Electrical energy storage is a central element to any electric-drivetrain technology - whether hybrid-electric, fuel-cell, or all-electric. A particularly cost-sensitive issue with energy storage is the high replacement cost of depleted battery banks. One possibility to ease the power burden on batteries and fuel cells is to use ultra-capacitors as load-leveling devices. The high power density of ultra-capacitors allows a significant reduction in the power fluctuations imposed on the remaining electrical system; however, the same ultra-capacitors have a very low energy density and therefore must be used sparingly and with coordination.
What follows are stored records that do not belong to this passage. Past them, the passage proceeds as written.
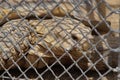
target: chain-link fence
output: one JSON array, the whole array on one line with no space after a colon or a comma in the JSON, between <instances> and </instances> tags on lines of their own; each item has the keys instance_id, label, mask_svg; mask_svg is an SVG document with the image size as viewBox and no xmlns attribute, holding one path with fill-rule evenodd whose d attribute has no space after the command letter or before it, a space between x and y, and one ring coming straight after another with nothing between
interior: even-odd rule
<instances>
[{"instance_id":1,"label":"chain-link fence","mask_svg":"<svg viewBox=\"0 0 120 80\"><path fill-rule=\"evenodd\" d=\"M119 80L119 0L0 0L0 79Z\"/></svg>"}]
</instances>

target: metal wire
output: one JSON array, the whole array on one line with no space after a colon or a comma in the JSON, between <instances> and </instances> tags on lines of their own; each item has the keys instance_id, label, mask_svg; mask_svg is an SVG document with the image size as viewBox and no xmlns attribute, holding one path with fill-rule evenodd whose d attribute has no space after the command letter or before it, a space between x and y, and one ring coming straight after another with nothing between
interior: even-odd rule
<instances>
[{"instance_id":1,"label":"metal wire","mask_svg":"<svg viewBox=\"0 0 120 80\"><path fill-rule=\"evenodd\" d=\"M0 79L120 79L120 4L2 0L0 9Z\"/></svg>"}]
</instances>

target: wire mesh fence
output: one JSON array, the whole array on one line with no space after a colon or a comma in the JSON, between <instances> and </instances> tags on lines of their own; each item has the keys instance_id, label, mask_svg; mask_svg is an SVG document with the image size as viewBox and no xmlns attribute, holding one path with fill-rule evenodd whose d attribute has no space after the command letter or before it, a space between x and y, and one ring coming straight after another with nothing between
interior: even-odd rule
<instances>
[{"instance_id":1,"label":"wire mesh fence","mask_svg":"<svg viewBox=\"0 0 120 80\"><path fill-rule=\"evenodd\" d=\"M120 1L0 0L0 79L120 79Z\"/></svg>"}]
</instances>

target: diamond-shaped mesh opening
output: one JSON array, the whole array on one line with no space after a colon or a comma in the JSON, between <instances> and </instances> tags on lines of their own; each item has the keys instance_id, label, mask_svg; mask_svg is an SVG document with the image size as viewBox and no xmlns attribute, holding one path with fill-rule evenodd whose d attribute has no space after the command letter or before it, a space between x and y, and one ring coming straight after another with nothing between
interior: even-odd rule
<instances>
[{"instance_id":1,"label":"diamond-shaped mesh opening","mask_svg":"<svg viewBox=\"0 0 120 80\"><path fill-rule=\"evenodd\" d=\"M119 0L1 0L0 79L116 80L119 28Z\"/></svg>"}]
</instances>

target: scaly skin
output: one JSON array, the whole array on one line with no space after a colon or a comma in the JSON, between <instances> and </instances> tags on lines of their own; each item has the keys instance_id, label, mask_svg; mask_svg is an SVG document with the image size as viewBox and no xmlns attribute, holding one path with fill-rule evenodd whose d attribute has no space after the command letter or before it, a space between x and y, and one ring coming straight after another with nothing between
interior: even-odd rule
<instances>
[{"instance_id":1,"label":"scaly skin","mask_svg":"<svg viewBox=\"0 0 120 80\"><path fill-rule=\"evenodd\" d=\"M4 23L7 22L7 20L4 18L4 16L7 16L8 20L13 20L13 19L20 19L20 18L26 18L26 19L32 19L37 17L45 17L46 19L54 17L54 16L58 16L58 17L72 17L74 19L80 20L84 25L93 28L93 26L96 26L99 22L100 19L98 17L98 14L92 14L91 15L95 18L95 19L91 19L89 18L91 15L87 15L88 11L87 8L81 7L81 6L77 6L77 8L79 8L79 11L76 11L74 9L74 5L71 3L61 3L58 6L56 6L55 3L52 3L52 6L50 4L44 3L46 4L47 8L43 7L42 5L39 5L37 7L35 7L35 5L30 5L30 7L26 7L24 5L24 7L16 7L15 10L10 9L6 9L6 8L1 8L1 12L0 12L0 25L3 25ZM102 5L102 4L101 4ZM48 11L50 12L50 14L48 13ZM100 11L101 11L101 7L100 7ZM102 12L104 13L104 11ZM105 13L104 13L105 14ZM91 26L91 24L89 23L89 20L91 21L91 24L93 26ZM110 22L106 21L109 25ZM110 29L107 27L107 24L103 21L100 23L100 25L98 25L96 27L96 30L101 34L106 34L110 31ZM94 30L93 30L93 34L94 35L98 35Z\"/></svg>"},{"instance_id":2,"label":"scaly skin","mask_svg":"<svg viewBox=\"0 0 120 80\"><path fill-rule=\"evenodd\" d=\"M71 55L73 59L77 60L83 55L82 52L90 48L88 40L83 35L88 39L93 38L89 27L82 23L79 24L77 20L59 17L42 22L38 20L11 20L5 23L0 30L2 48L0 56L6 68L12 65L11 58L17 61L23 55L31 63L42 57L46 63L50 64L54 61L54 56L60 57L65 53L66 58ZM51 58L52 61L49 60ZM18 64L22 67L29 67L29 63L24 60L25 58L22 58ZM23 64L26 65L23 66ZM45 65L39 60L34 66L41 68Z\"/></svg>"}]
</instances>

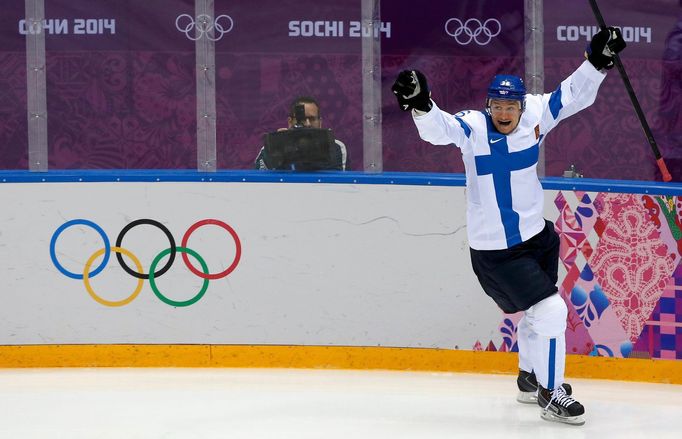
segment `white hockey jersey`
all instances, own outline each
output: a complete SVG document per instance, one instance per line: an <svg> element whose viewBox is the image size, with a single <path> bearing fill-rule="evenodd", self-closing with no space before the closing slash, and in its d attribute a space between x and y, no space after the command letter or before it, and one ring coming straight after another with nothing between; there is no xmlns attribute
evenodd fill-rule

A control strategy for coordinated power distribution is a central issue for ultracapacitor-supported systems. Toward this end, several control methods are implemented on an electric vehicle equipped with a battery/ultracapacitor system with the goal of improving battery life and overall vehicle efficiency. A particular goal is to obtain both a peaking load control and a frequency-weighted coordination between capacitor and battery in order to mitigate transients in the battery current demand. A key control design issue is that the control objectives vary with respect to vehicle velocity, driver's power demand, and state-of-charge of both the batteries and ultracapacitors.